Todd, Charles brings up the fact that you guys shot this in Savannah, Georgia. What do you think that city brings to the story here?
Haynes: It really became such a character, it’s impossible to imagine any other [setting]. Samy had originally set the script in Maine, but Samy knew Savannah better than I knew Savannah because Samy had gone to school first at [Savannah College of Art and Design] and then left for NYU. But as is often the case, scheduling and practical factors around finding a time the three of us were available [led to us shooting there]. Last fall opened up, [but] the film is set in May. It has to be May — it’s graduation month [Gracie and Joe’s twins are graduating from high school]. There was no way we were going to be able to shoot in the fall anywhere in the [northern] East Coast or in Maine in the spring.
I had just been in Savannah for the film festival with my last film [the music documentary The Velvet Underground], and Sam Lisenco, the production designer, and I, we were like, Savannah. [We] looked at the map and found Tybee Island, which is about 20 minutes outside historic downtown Savannah. I thought that would be a really interesting place for Gracie to live. We went and we scouted it, and it all just unfolded from there.
Samy Burch: It was awfully lucky that I had lived there for a year.
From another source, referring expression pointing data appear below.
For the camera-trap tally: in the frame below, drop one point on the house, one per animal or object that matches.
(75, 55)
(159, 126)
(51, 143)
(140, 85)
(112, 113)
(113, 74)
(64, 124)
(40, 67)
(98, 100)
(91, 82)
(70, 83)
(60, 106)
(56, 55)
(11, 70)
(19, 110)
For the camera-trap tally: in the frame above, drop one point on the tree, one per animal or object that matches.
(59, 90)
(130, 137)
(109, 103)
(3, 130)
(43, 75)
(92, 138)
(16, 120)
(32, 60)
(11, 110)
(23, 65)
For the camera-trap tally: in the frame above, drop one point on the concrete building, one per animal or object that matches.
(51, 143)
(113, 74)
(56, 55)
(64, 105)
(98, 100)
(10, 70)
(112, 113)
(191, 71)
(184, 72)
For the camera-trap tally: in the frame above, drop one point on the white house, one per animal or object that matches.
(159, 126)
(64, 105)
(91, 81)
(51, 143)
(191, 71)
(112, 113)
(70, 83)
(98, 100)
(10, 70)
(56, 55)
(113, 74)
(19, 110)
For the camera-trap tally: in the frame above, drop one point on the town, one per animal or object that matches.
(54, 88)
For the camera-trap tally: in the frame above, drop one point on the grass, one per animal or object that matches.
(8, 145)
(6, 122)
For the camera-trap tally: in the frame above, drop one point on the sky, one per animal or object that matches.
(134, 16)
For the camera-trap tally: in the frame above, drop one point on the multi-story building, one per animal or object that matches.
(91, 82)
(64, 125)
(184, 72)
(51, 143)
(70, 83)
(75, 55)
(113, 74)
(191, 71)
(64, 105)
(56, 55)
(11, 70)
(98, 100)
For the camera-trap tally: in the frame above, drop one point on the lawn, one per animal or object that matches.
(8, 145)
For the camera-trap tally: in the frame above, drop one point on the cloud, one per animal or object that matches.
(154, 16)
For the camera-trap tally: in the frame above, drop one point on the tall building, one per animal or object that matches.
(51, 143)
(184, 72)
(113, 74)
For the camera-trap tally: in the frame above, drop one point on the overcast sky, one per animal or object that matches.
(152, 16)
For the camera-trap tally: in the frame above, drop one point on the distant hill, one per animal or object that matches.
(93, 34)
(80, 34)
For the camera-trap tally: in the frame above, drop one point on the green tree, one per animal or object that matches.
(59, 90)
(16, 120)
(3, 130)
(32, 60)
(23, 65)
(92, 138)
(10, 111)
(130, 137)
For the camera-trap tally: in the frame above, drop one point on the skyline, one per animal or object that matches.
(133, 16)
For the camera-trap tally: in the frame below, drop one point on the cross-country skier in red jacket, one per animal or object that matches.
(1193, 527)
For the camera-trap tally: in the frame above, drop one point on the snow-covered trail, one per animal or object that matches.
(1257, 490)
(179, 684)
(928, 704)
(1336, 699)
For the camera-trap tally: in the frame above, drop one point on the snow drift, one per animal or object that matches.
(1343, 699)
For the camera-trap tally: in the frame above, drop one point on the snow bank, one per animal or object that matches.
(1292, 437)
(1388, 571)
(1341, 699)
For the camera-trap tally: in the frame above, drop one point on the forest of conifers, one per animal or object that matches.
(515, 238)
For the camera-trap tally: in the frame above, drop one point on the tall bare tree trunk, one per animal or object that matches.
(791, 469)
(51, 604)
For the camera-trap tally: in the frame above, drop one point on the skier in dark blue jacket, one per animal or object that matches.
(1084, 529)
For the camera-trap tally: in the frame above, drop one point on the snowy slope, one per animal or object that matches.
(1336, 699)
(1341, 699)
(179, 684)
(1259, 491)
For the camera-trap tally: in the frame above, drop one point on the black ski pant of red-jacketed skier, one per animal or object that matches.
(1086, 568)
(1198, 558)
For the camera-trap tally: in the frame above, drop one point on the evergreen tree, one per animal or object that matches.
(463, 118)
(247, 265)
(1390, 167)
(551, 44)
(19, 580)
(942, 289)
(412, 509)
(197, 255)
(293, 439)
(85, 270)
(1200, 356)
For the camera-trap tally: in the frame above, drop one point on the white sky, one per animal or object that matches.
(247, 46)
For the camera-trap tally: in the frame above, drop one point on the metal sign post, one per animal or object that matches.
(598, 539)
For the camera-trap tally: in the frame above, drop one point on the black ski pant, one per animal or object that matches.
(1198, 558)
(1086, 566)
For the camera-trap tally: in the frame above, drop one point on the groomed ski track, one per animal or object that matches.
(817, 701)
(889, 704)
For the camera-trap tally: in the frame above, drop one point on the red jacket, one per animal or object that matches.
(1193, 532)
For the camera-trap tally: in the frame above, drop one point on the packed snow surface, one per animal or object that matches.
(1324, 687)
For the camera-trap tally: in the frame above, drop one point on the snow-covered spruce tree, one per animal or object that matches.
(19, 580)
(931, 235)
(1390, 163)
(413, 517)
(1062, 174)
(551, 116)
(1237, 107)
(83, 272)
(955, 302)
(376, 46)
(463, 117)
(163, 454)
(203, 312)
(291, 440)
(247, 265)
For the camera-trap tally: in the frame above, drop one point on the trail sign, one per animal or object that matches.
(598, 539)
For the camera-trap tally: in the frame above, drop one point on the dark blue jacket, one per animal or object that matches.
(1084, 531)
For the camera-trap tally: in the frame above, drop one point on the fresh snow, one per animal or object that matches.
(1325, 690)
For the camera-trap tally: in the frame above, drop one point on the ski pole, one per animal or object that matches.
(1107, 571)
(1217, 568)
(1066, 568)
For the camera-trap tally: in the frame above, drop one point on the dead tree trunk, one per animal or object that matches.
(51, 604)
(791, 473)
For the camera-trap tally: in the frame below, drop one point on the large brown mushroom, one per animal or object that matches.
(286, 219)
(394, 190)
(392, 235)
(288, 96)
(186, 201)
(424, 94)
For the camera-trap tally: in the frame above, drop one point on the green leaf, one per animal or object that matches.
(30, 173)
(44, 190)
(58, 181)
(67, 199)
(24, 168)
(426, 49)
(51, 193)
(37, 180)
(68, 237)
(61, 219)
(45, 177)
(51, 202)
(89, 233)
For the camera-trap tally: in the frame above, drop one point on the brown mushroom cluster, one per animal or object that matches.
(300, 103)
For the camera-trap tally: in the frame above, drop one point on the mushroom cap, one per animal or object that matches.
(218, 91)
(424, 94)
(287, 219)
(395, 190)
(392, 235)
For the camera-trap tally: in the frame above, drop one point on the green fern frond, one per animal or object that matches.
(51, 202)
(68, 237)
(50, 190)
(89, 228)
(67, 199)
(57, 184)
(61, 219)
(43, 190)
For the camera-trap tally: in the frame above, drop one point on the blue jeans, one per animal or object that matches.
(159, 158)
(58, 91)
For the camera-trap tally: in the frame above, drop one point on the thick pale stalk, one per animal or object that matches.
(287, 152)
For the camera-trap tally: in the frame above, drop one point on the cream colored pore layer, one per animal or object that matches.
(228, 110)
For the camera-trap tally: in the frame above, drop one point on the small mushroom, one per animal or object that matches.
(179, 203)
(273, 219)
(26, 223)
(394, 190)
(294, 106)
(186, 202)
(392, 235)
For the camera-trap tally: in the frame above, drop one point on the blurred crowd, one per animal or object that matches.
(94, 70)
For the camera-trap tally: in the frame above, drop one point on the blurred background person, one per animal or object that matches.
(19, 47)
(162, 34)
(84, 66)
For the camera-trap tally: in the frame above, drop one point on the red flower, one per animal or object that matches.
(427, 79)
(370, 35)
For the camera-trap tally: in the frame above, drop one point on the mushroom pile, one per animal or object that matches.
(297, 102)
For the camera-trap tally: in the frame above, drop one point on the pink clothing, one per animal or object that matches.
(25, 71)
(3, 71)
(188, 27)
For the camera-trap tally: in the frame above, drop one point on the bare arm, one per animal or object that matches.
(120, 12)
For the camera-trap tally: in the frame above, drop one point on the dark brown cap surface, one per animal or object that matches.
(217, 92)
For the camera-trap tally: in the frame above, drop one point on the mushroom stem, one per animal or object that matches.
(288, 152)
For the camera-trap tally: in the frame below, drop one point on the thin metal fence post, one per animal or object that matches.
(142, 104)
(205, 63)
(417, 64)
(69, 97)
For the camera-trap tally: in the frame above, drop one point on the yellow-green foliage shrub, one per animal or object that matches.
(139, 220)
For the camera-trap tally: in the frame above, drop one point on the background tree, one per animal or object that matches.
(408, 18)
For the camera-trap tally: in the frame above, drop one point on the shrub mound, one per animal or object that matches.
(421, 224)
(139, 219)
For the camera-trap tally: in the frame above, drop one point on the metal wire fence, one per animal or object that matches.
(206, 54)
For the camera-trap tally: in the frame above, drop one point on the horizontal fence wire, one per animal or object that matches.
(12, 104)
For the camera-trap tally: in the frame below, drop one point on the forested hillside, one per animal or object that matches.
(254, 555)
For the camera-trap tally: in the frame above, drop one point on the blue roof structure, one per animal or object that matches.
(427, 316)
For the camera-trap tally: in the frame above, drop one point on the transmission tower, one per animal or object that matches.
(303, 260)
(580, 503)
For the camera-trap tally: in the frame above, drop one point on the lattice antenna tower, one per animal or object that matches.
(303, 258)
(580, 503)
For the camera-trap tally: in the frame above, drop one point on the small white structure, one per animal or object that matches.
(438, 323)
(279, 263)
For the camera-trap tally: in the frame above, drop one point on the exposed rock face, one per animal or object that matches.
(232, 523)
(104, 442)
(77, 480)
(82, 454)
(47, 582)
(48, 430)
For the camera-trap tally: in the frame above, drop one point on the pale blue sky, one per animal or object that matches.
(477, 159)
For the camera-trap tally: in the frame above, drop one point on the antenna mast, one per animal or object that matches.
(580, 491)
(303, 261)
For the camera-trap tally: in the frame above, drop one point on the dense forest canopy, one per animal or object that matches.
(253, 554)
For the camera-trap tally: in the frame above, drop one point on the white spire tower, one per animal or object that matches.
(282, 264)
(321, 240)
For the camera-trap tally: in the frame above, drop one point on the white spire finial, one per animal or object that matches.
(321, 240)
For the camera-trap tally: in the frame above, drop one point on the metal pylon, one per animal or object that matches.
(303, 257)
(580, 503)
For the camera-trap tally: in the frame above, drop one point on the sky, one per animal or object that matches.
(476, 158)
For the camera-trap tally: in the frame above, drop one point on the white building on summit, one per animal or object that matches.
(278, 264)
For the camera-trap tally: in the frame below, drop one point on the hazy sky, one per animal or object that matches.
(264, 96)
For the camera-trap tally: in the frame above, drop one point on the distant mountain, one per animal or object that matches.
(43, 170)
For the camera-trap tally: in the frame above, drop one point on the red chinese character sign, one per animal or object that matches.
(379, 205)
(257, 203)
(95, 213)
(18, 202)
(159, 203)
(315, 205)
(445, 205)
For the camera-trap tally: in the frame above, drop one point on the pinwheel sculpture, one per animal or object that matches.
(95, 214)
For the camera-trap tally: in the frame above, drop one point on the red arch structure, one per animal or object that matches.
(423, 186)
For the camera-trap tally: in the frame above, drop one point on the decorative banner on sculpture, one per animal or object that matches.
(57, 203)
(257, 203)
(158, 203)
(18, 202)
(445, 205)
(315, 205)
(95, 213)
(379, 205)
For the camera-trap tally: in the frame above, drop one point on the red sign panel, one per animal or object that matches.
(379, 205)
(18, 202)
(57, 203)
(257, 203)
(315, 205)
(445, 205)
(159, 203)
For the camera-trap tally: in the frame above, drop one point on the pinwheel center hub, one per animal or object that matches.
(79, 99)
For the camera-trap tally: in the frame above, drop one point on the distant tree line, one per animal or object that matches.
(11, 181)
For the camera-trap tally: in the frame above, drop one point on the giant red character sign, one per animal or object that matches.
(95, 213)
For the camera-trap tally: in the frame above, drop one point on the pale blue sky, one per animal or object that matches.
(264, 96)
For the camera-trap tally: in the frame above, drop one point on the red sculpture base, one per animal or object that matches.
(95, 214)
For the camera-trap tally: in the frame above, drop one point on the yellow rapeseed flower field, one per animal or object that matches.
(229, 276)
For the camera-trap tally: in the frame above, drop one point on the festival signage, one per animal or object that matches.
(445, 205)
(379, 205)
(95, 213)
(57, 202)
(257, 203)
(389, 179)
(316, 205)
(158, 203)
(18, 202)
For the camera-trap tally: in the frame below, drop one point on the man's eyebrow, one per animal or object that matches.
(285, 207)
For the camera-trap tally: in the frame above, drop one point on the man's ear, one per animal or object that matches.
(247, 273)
It does feel essential now. I mean, Savannah is so beautiful, but it’s a very complicated city and very strange and haunted, and all of that really felt right.
Now, Natalie and Julianne, how closely were you able to work with each other before the cameras were rolling? And how well did you even know each other before this project?
Portman: We didn’t know each other well, and we didn’t have any time before we started. So the real process of me learning what Julie was doing and studying her happened while my character was doing it, which worked in a way. I was genuinely watching everything she was doing and being like, What can I take? I’ve admired Julie my entire life. I just worshiped her work and particularly her collaborations with Todd. So, I was totally terrified to meet my idol. Then she just exceeded expectations by being the most genuine, loving, warm, generous person. I was lucky that my character was kind of in awe and taken with her because I got to just also do that, to watch her and study her and be like, Oh my God, I’m actually getting to see this up close and put it into the character as well.
Moore: I have to say, I love Natalie. I’ve admired her work for so long, and I was so grateful to have this opportunity with her. We had no time really to discuss the choices — we just had to make the choices and go with it. Gracie is someone who is in need of, obviously, approbation from everyone in the world, particularly from this woman [Elizabeth] she’s invited to observe her. Natalie was able to come into it, and as she started to appropriate [Gracie’s] behavior, [she was able] to do it in a way that made me as a character feel incredibly flattered. It was like a stroke of genius. It was wonderful working with another actor who was able to give you that sort of assurance on a character level. Of course, when I saw the movie finally, I realized that she was able to simultaneously do that, and then when my back was turned, do something else entirely. I was like, Oh my God, she’s amazing.